Kesempurnaan pengaturan dan pengendaliannya terhadap kerajaannya sendiri, menunjukkan
kecerdasan, ketelitian, dan keprofesionalan sebagaimana ia lalu berkata:
"Mengapa aku tidak melihat hud-hud, apakah dia Termasuk yang tidak hadir?”.
Maksudnya, apakah tidak terjangkaunya hud-hud dari penglihatanku menunjukkan
kurangnya pengetahuanku kepadanya karena ia bersembunyi diantara kumpulan yang
sangat besar ini? Ataukah memang ia absen (tidak hadir) tanpa izin atau tanpa
perintah dariku?!.[1]
Maka saat itu Sulaiman marah, dan mengancamnya dengan ancaman yang keras, لأعذبنه عذابا شديدا “Sungguh aku benar-benar akan mengazabnya
dengan adzab yang keras”. Ibnu Abbas menafsirkan bahwa maksud adzab yang
keras adalah mencabut bulu-bulunya.[2] “atau
benar-benar aku akan menyembelihnya kecuali jika benar-benar dia datang
kepadaku dengan alasan yang terang". Atas ketidak hadiran Hud-hud pun
menunjukkan sifat wara’ (ekstra hati-hati) dan keadilan yang dimiliki oleh
Sulaiman. Beliau tidak bersumpah atas dasar hanya sekedar akan menghukumnya
dengan siksaan atau dengan membunuhnya, karena hal itu tidak mungkin terjadi
kecuali karena suatu dosa, sedangkan keabsenan Hud-hud bisa jadi karena suatu
alasan yang jelas yang tidak diketahuinya. Karena itulah Sulaiman memberikan
pengecualian disebabkan sifat wara’ dan kecerdasan yang dimilikinya.[3]
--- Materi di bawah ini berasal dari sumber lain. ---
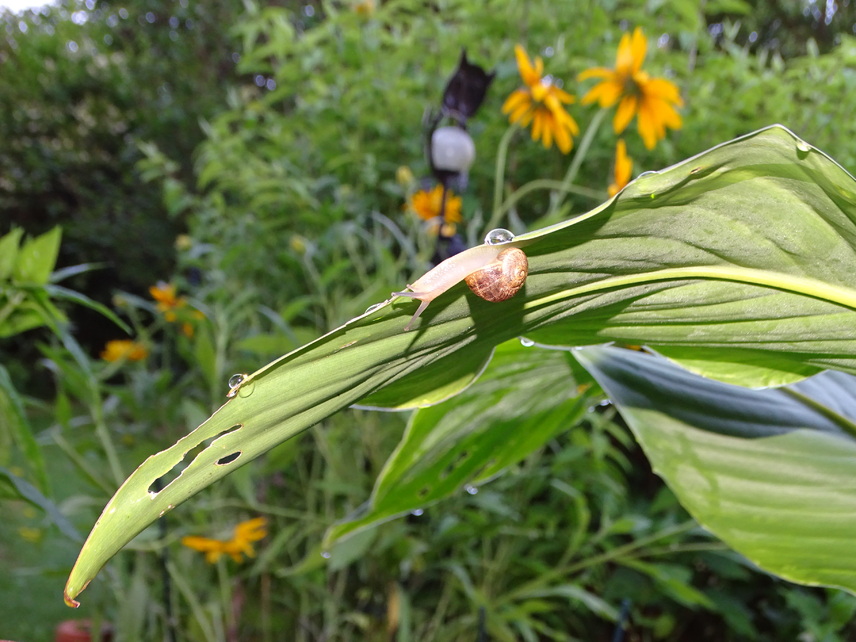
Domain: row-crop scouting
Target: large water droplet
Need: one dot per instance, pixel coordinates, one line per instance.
(498, 237)
(235, 382)
(650, 172)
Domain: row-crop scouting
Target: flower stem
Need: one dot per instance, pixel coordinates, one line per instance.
(499, 174)
(579, 157)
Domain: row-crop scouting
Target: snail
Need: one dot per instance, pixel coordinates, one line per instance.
(492, 272)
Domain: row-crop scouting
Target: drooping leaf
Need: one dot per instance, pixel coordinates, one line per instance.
(523, 399)
(770, 472)
(744, 251)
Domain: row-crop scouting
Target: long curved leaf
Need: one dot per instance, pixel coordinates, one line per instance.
(744, 251)
(768, 471)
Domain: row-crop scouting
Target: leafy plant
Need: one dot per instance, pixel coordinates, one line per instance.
(712, 262)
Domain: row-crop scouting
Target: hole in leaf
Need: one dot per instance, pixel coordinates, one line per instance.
(228, 459)
(175, 472)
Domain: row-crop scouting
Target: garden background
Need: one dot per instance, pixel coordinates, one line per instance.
(231, 180)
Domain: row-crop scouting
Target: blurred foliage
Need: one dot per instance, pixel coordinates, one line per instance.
(307, 111)
(81, 86)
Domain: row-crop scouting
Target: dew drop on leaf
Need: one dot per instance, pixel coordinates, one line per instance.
(498, 237)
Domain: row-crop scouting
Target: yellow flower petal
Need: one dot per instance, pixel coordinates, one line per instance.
(595, 72)
(540, 104)
(651, 100)
(624, 113)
“Maka tidak lama kemudian”. Maksudnya, kemudian Hud-hud datang. Ini membuktikan
betapa segannya para tentara itu kepada Sulaiman dan menunjukkan betapa
patuhnya mereka kepada perintahnya, sampai-sampai burung Hud-hud yang telah
terlambat karena adanya alasan yang sangat jelas tidak mampu untuk terlambat
dalam waktu yang cukup lama. Di hadapan Sulaiman Hud-hud menjelaskan alasan
keterlambatannya, ia mengetahui sebuah kaum yang tidak terjangkau oleh pantauan
Sulaiman. Kaum itu adalah Saba’ nama suatu kabilah yang terkenal di negeri
Yaman.
Hud-hud berkata, “Sesungguhnya aku menjumpai seorang wanita yang
memerintah mereka, dan dia dianugerahi segala sesuatu serta mempunyai
singgasana yang besar”. Al-Hasan Al-Bashri menyebutkan nama lengkap ratu Saba’
yaitu Balqis binti Syurahil. Dimana Qatadah menambahkan bahwa ia berasal dari
keluarga kerajaan dan memiliki 312 pemimpin dewan musyawarah. Dimana setiap
satu orang pemimpin itu memiliki anggota 10.000 orang. Kerajaannya berada di
daerah yang dikenal dengan Ma’rib yang berjarak 3 mil dari kota shan’a.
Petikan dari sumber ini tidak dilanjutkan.